All telephone communication between Charleston and the communities of Mount Pleasant, Fort Moultrie, Sullivan's Island and other communities was out of order and traffic was routed via Moncks Corner involving an 80-mile trip though the actual distance via the bridge is five miles.
The Navy and Coast Guard were using their craft to convey people in an emergency status across the river.
The crash was attributed to strong outgoing tides and a 50-to-60 miles an hour gust of wind, which swung the stern of the ship into supports of the bridge approach.

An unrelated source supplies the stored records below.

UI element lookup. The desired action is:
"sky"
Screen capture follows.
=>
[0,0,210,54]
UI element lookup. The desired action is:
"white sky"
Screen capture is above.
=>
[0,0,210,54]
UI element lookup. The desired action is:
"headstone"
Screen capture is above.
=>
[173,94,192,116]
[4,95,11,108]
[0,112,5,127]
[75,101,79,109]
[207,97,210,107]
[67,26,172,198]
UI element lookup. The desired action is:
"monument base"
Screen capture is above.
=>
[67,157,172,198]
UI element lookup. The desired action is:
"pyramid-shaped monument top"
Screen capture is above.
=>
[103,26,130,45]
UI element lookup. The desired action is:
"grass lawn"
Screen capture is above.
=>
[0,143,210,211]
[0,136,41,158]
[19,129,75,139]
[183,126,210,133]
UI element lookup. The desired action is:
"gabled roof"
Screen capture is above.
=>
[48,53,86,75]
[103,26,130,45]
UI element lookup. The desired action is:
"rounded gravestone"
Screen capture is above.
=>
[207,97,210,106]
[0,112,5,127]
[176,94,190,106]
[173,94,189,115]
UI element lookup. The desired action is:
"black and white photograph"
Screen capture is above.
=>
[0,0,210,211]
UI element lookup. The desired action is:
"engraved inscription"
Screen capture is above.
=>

Crewmen of the vessel watched helplessly as the Nicaragua crashed into the big structure and went around, after being anchored in nearby Wando River.
The giant structure, now known officially as the John P. Grace Memorial bridge, had the highest clearance - 150 feet - of any cantilever type bridge in the world at the time of the construction in 1929.

Index Journal Greenwood South Carolina 1946-02-25

Transcriber's Note:
One car, a green Oldsmobile, plunged into the river killing 5 members of one family. They were:
EVELYN LAWSON, his wife.
ROSE LAWSON, Elmer's mother.
ROBERT LAWSON, 7-years-old, their son.
DIANA LAWSON, 3-years-old, their daughter.


Missing span of the Grace Bridge (Cooper River Bridge)

Earlier, I posted a 1928 photo of my grandmother standing on the Charleston side of the bridge while it was still under construction. In the mid-forties her son, my dad, Virgil G. Boyd, worked on the Bailey Bridge spanning the gap so the missing part could be re-built. You could say, the Boyds had "ties" to that bridge.